La resurrección de Jesús nos descubre que Dios está de parte del crucificado y frente a sus crucificadores. La resurrección es la última palabra de Dios sobre el destino final de los maltratados. La miseria, el paro, la humillación, la explotación… no son la realidad definitiva de sus vidas. Quien, movido por el Espíritu de Jesús, trabaja por ser justo y humano, incluso en medio de abusos e injusticias, un día conocerá la justicia. Quien, siguiendo a Jesús, lucha por un mundo más justo y solidario, un día lo disfrutará.
El Dios de la esperanza
Dios no descansará hasta que esa vida que nació de su amor insondable de Padre venza definitivamente a la muerte y aparezca «la nueva creación» en todo su esplendor. No se revelará como Dios Salvador hasta que el ser humano alcance su «humanización plena». Mientras tanto, todo se encuentra en camino: la acción salvadora de Dios, la fuerza transformadora de la resurrección y la construcción de la nueva humanidad.

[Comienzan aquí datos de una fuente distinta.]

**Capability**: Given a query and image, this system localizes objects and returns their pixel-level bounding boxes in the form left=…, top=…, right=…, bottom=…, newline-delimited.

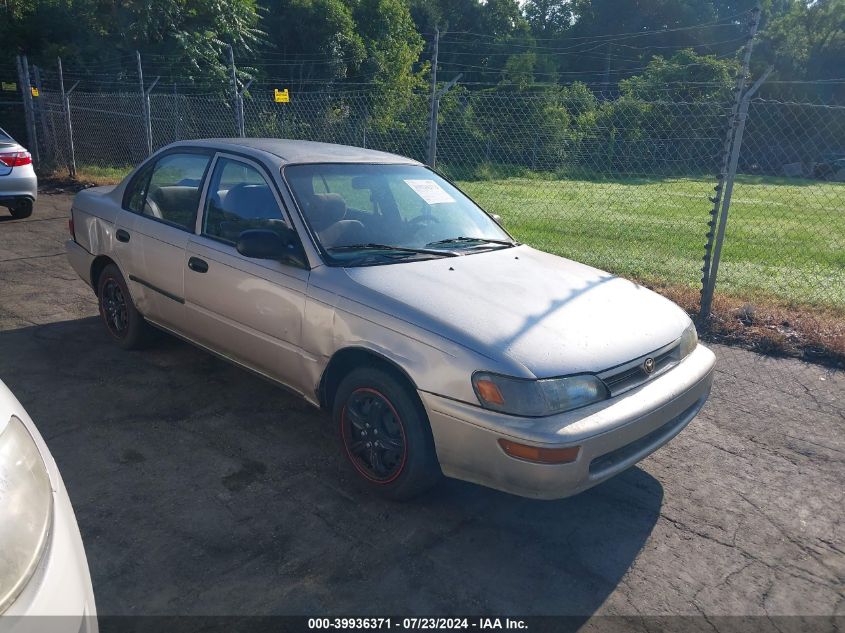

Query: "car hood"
left=341, top=245, right=690, bottom=377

Desde esta esperanza cristiana, cualquier momento de la historia es siempre algo que no contiene todavía toda la justicia, la liberación y la vida que le esperan a la humanidad. Nunca estamos en «el mejor de los mundos». Todo se puede mejorar y transformar, orientándolo hacia ese futuro prometido en la resurrección de Cristo. La historia no ha acabado. Siempre es posible el cambio, la transformación, la lucha por un mundo más humano.